Masked Spectrogram Modeling using Masked Autoencoders for Learning General-purpose Audio Representation

Recent general-purpose audio representations show state-of-the-art performance on various audio tasks. These representations are pre-trained by self-supervised learning methods that create training signals from the input. For example, typical audio contrastive learning uses temporal relationships among input sounds to create training signals, whereas some methods use a difference among input views created by data augmentations.
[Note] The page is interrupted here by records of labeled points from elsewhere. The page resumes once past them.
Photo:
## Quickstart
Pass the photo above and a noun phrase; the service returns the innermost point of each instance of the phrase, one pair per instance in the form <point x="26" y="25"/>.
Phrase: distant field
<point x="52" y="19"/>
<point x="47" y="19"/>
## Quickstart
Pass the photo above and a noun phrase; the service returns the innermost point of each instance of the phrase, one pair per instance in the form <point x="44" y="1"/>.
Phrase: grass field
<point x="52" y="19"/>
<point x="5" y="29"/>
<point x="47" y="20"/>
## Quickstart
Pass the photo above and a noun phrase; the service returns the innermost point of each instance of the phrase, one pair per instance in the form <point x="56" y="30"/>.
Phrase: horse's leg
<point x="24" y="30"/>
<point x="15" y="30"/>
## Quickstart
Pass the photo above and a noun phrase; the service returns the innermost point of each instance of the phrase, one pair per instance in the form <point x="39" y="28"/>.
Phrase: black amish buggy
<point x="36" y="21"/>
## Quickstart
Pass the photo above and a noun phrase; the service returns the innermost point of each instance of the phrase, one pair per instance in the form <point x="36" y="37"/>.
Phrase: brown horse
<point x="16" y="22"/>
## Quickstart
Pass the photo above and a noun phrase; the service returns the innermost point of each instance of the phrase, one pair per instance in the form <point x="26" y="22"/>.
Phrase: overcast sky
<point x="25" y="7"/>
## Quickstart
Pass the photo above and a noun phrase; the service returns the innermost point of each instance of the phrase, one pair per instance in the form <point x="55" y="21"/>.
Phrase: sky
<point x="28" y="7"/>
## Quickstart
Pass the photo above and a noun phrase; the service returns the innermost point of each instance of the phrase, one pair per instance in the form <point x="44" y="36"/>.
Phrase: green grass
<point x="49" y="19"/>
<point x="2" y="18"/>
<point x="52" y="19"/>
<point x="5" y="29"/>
However, these training signals do not provide information derived from the intact input sound, which we think is suboptimal for learning representation that describes the input as it is. In this paper, we seek to learn audio representations from the input itself as supervision using a pretext task of auto-encoding of masked spectrogram patches, Masked Spectrogram Modeling (MSM, a variant of Masked Image Modeling applied to audio spectrogram). To implement MSM, we use Masked Autoencoders (MAE), an image self-supervised learning method. MAE learns to efficiently encode the small number of visible patches into latent representations to carry essential information for reconstructing a large number of masked patches. While training, MAE minimizes the reconstruction error, which uses the input as training signal, consequently achieving our goal. We conducted experiments on our MSM using MAE (MSM-MAE) models under the evaluation benchmark of the HEAR 2021 NeurIPS Challenge. Our MSM-MAE models outperformed the HEAR 2021 Challenge results on seven out of 15 tasks (e.g., accuracies of 73.4% on CREMA-D and 85.8% on LibriCount), while showing top performance on other tasks where specialized models perform better. We also investigate how the design choices of MSM-MAE impact the performance and conduct qualitative analysis of visualization outcomes to gain an understanding of learned representations. We make our code available online.

翻译：最近一般用途的音频表示方式显示了各种音频任务的最新艺术表现。这些表现方式通过自我监督的学习方法进行预先训练,通过自我监督的学习方法来从输入中创建培训信号。例如,典型的音频对比学习使用输入之间的时间关系来创建培训信号,而有些方法则使用数据增强产生的输入观点的不同。然而,这些培训信号没有提供来自完整输入声音的信息,而我们认为这种声音并不最理想地用于学习描述当前输入的演示。在本文中,我们试图通过一个借口任务来学习投入本身的音频表达方式作为监督。这个借口任务就是自动编码隐藏的光谱谱仪、蒙蔽的光谱模型、蒙蔽的光谱建模模型(MSMM,一个适用于声音光学图像建模的变异模型),我们使用图像自动自动调自动校正的图像学习方法。 MAE学会有效地将少量可见的片段纳入潜伏演示中,以便为重建大量遮蔽的影带选择提供基本信息。在培训中,MAE 15级的图像分析中,同时利用我们测试的图像重建目标,我们20MA公司高级分析,然后进行我们的标准分析。